1989年には貨物列車増発のため、JR貨物が50番台10両を新規製作しました。これは基本番台と概ね同一仕様の車両で、津軽海峡線区間の貨物列車に重連で使用されています。

<構造とメカニズム>

車体は種車のものを再用し、外部機器の絶縁強化・運転台側窓のアルミサッシ化など、常時高湿度環境への対策がなされました。基本番台には屋根上に新設した抵抗器を収納するカバーを設けました。

連続勾配 12 ‰ の青函トンネルを走行するため、降坂対応としてブレーキ管圧力制御装置を追加したほか、交流回生ブレーキを搭載しました。このため無電弧低圧タップ切換方式はそのままに、基本番台の制御装置は種車の磁気増幅器+シリコン整流器からサイリスタに換装されています。主変圧器と低圧タップ切換器は種車のものをそのまま使用し、磁気増幅器とシリコン整流器を撤去して、その空きスペースに主サイリスタ整流器、界磁用変圧器、高速遮断器、力行・制動転換器などを搭載しています。

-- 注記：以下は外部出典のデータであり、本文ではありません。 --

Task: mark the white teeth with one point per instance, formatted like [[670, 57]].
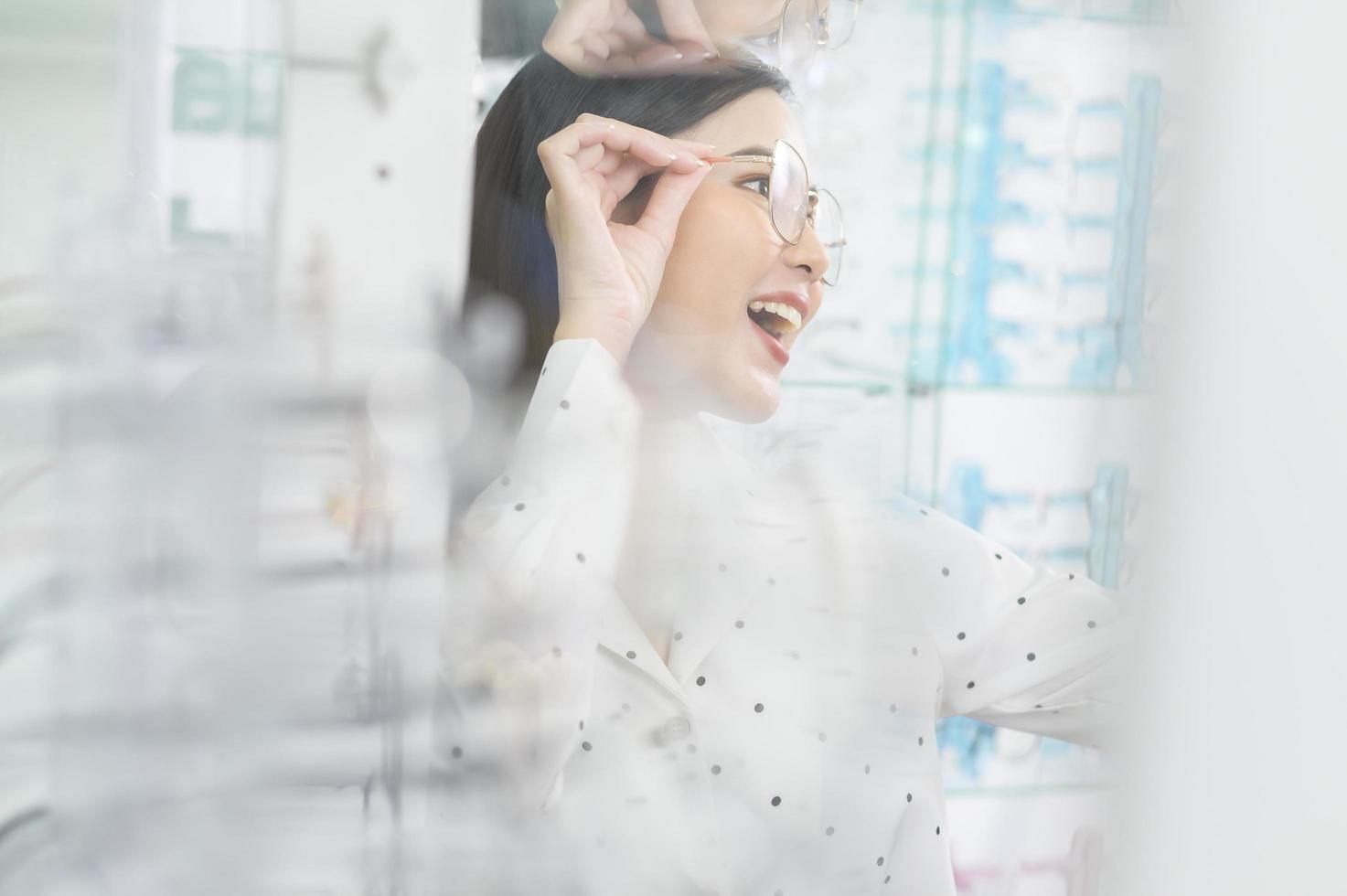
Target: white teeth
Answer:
[[782, 310]]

基本番台と100番台との制御方式の差異に起因する走行特性差を極力解消させるため、基本番台では屋根上に安定抵抗器を設置しました。12 ‰ の連続下り勾配において総重量 1,000 t の貨物列車を牽引する条件下でも、抑速は機関車1両で可能であることから、本務機となる基本番台のみに回生ブレーキを装備しています。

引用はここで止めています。